Ultimately, what does this rape scene add to the story or even have to say? It has already been established that Stephen Bonnet is a villain. Even just the underlying threat of his words when he first encounters Brianna and the way he leers at her reiterate that. We also know that the threat of rape exists in the setting of the show; it’s something that has seeped into many of Claire’s interactions with men in the past. Director Jennifer Getzinger at least finds a way to not show what’s happening, instead intentionally focusing on the ambivalence of the many men and few women who are just on the other side of the door and who can hear Brianna’s screams for help but choose to do nothing, don’t even seem fazed by what’s happening. That’s a pretty fucking brutal way to say “yep, the past is a dangerous place.”

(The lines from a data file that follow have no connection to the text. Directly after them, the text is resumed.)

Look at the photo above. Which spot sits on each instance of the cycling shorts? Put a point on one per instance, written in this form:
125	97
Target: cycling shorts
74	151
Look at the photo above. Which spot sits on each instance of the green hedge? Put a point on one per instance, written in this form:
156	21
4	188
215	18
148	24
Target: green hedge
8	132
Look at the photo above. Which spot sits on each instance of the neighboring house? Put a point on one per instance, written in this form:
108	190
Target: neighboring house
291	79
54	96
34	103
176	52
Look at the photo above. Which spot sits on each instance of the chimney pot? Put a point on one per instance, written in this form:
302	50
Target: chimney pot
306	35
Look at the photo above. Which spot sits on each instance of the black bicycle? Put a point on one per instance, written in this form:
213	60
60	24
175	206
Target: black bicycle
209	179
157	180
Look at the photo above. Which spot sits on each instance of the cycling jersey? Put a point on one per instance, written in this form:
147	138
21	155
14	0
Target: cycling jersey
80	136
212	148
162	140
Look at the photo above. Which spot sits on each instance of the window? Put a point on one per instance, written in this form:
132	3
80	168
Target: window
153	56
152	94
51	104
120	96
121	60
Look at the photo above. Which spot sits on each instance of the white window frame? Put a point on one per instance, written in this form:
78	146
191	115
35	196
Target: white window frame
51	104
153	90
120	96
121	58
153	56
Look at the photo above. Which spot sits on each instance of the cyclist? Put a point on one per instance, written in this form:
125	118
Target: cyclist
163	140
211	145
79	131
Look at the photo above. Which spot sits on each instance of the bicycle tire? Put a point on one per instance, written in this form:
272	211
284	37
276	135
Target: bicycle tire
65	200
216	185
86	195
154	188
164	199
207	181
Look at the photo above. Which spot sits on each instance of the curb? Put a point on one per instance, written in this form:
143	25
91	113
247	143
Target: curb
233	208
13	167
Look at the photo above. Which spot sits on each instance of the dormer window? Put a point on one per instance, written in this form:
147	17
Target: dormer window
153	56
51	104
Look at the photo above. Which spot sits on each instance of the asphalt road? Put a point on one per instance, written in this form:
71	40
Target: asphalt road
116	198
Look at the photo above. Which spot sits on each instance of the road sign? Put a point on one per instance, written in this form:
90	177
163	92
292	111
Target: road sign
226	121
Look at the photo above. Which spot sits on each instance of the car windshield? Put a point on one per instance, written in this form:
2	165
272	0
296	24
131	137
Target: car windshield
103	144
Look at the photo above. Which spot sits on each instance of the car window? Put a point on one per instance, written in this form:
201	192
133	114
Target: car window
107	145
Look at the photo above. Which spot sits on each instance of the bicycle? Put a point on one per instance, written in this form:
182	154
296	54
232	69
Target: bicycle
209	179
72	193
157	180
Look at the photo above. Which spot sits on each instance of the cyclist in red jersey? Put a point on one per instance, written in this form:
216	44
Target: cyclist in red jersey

And Outlander doesn’t necessarily need to romanticize the past, but here’s the problem: It already does in so many other ways! The show is choosy about when it actually displays the horrors of slavery or how native people were treated in colonial America. It often bolsters the romance between Claire and Jamie in a way that downplays the seriousness of some of the historical happenings they get swept up in. The show often indulges of fantasy, and that’s part of its charm. So, no, the show doesn’t really need to include violent sexual assault as a way of acknowledging that traveling to the past would indeed be harrowing for women. The series has done thoughtful character work with Jamie in the wake of his own experiences with rape, but it has still been inconsistent in its tone and scope when it comes to some of its darker storytelling.
I don’t usually discuss the books when writing these reviews since I didn’t read them and have always written about the show as a standalone work, but I had a feeling that this rape scene came from the original source material, and it did indeed. That’s not a good enough justification on its own to include it though. Adaptations can and should deviate from source material, and it’s just difficult to understand the purpose of this rape scene to the point where it feels gratuitous, especially since it’s yet another way the writers undercut Brianna as a character. She’s rendered a helpless victim unprepared for the journey she embarked on, but that’s barely established before we get here. Plus, the juxtaposition of Stephen Bonnet’s horrific actions seemingly serves to make Roger look better by comparison, and that’s troubling, too.